Reproducibility Variable Result LLM Response
Research Type Experimental We validate the effectiveness of our metric through extensive empirical studies on UDA datasets of different scales and imbalanced distributions.
Researcher Affiliation Academia Jianfei Yang1 , Hanjie Qian1 , Yuecong Xu2, Kai Wang2, Lihua Xie1. 1Nanyang Technological University 2National University of Singapore
Pseudocode No The paper does not contain any structured pseudocode or algorithm blocks.
Open Source Code Yes Codes are available at https://sleepyseal.github.io/Transfer Score Web/
Open Datasets Yes We employ four datasets in our studies for different purposes. Office-31 (Saenko et al., 2010) is the most common benchmark for UDA including three domains (Amazon, Webcam, DSLR) in 31 categories. Office-Home (Venkateswara et al., 2017) is composed of four domains (Art, Clipart, Product, Real World) in 65 categories with distant domain shifts. Vis DA-17 (Peng et al., 2017) is a synthetic-to-real object recognition dataset including a source domain with 152k synthetic images and a target domain with 55k real images from Microsoft COCO. Domain Net (Peng et al., 2019) is the largest DA dataset containing 345 classes in 6 domains.
Dataset Splits No The paper mentions using "simple validation conducted on the Office-31 dataset" for hyperparameter setting but does not provide specific percentages or counts for training/validation/test splits across any of the datasets used.
Hardware Specification No The paper does not explicitly describe the hardware specifications used to run its experiments.
Software Dependencies No The paper mentions using models like ResNet-50 and ResNet-101 but does not specify software dependencies with version numbers (e.g., Python, PyTorch, or specific library versions).
Experiment Setup Yes The hyperparameters, training epochs, learning rates, and optimizers are set according to the default configurations provided in their original papers.

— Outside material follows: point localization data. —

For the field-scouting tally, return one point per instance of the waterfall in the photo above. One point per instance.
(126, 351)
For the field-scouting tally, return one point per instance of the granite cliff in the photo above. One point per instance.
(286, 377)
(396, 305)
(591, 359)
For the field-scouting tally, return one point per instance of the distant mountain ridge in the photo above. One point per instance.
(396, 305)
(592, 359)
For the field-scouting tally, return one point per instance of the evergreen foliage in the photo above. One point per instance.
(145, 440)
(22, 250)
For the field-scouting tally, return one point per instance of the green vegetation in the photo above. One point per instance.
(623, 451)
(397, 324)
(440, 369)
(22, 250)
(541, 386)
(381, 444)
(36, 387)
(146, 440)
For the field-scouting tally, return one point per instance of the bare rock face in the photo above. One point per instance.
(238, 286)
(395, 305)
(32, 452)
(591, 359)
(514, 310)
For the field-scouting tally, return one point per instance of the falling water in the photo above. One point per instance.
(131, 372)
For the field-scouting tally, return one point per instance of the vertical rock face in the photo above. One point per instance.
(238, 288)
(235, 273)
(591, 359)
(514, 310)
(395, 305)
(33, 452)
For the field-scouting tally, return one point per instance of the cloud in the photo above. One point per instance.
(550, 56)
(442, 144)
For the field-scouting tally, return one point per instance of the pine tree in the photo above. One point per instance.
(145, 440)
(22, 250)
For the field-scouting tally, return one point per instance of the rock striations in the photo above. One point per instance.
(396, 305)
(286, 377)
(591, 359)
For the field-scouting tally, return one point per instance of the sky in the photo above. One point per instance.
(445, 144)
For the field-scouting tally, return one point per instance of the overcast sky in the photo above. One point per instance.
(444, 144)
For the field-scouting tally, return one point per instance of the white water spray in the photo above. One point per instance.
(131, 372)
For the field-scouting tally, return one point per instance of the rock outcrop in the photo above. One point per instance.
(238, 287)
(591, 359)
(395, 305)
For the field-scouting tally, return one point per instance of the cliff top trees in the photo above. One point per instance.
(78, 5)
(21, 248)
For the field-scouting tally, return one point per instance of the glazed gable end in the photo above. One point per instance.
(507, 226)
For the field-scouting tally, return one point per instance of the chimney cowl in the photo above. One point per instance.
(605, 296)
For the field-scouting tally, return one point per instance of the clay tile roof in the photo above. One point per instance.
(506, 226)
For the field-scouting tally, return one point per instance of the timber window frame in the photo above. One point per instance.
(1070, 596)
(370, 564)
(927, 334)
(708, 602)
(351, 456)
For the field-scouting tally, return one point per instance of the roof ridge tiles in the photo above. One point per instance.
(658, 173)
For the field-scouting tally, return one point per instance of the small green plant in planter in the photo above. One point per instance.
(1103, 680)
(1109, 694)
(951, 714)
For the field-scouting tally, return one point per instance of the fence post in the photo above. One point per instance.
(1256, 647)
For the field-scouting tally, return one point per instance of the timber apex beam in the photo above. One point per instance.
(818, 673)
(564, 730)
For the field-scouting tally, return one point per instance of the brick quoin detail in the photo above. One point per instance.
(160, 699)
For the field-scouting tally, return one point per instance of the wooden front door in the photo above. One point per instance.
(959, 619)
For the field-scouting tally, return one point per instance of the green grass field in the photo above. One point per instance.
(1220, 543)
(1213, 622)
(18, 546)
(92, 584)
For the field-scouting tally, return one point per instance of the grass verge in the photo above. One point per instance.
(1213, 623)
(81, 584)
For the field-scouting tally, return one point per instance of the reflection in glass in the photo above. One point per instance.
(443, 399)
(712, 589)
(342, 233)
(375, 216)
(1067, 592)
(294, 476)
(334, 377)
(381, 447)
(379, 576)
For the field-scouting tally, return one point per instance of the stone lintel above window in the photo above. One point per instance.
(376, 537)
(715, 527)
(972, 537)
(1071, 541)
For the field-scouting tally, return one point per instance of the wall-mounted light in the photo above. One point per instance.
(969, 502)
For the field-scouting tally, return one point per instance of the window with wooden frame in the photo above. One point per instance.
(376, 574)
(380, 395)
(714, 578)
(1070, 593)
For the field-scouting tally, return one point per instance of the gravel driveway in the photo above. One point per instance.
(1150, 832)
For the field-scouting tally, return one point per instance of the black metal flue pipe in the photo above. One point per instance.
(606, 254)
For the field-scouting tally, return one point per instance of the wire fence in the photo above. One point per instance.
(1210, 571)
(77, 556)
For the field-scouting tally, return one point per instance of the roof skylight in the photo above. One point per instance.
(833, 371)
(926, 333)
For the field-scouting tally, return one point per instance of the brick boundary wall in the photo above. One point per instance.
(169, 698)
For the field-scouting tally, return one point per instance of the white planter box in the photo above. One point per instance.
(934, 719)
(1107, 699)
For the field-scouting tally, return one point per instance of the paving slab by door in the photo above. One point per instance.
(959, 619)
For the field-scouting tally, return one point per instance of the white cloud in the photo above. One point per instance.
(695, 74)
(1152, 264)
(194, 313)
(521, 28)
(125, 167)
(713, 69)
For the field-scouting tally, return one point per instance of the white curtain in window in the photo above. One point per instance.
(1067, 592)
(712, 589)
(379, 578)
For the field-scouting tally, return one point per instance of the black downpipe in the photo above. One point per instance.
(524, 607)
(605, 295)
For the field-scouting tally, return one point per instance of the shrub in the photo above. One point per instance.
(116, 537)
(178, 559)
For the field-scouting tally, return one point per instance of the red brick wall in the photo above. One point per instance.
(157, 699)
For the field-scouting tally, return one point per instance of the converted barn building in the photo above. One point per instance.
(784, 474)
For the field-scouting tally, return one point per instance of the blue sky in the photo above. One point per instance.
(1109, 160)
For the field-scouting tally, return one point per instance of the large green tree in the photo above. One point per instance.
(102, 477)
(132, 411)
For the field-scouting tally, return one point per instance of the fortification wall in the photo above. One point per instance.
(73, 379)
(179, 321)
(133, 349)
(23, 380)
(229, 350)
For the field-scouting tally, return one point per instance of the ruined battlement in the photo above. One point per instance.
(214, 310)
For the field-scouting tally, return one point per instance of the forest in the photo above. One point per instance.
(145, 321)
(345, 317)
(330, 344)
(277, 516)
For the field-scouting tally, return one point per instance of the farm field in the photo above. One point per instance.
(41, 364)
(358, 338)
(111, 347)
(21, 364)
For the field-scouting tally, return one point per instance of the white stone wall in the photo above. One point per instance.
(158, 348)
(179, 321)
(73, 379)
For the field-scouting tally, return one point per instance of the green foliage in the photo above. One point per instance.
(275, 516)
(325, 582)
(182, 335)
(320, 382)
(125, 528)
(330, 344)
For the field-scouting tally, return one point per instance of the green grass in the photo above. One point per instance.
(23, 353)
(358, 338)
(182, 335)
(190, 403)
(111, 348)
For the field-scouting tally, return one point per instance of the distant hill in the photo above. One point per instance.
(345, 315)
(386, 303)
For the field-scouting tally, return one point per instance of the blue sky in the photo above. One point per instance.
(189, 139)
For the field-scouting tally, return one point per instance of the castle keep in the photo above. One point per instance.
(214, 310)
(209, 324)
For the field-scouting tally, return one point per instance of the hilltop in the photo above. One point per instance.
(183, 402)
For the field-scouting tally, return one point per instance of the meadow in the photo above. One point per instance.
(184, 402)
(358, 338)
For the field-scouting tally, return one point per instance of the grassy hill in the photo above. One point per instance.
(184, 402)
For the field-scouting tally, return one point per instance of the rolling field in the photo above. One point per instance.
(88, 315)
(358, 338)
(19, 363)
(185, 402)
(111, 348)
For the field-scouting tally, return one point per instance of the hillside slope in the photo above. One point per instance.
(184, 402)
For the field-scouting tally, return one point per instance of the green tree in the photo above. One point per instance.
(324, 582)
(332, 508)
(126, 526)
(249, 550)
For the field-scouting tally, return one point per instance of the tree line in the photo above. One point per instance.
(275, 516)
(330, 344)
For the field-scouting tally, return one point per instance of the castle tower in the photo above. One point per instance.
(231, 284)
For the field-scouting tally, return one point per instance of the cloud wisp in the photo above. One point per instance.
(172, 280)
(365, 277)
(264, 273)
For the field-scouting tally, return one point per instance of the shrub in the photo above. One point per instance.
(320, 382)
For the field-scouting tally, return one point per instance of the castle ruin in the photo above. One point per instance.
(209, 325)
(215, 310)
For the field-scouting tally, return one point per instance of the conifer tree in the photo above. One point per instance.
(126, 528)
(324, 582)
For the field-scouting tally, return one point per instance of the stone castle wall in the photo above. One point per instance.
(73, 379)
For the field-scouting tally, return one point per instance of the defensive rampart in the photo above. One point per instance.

We set the hyperparameters τ = 3 and ζ = 0.01 based on simple validation conducted on the Office-31 dataset, which performs well across all other datasets. We list all the hyper-parameters of our baseline methods in Tab. 6. We follow the original papers to set these hyper-parameters, except that we obtain some better hyper-parameters in terms of performances which are listed in the table. Note that the LR indicates the starting learning rate and the decay strategy is as same as those of the original papers.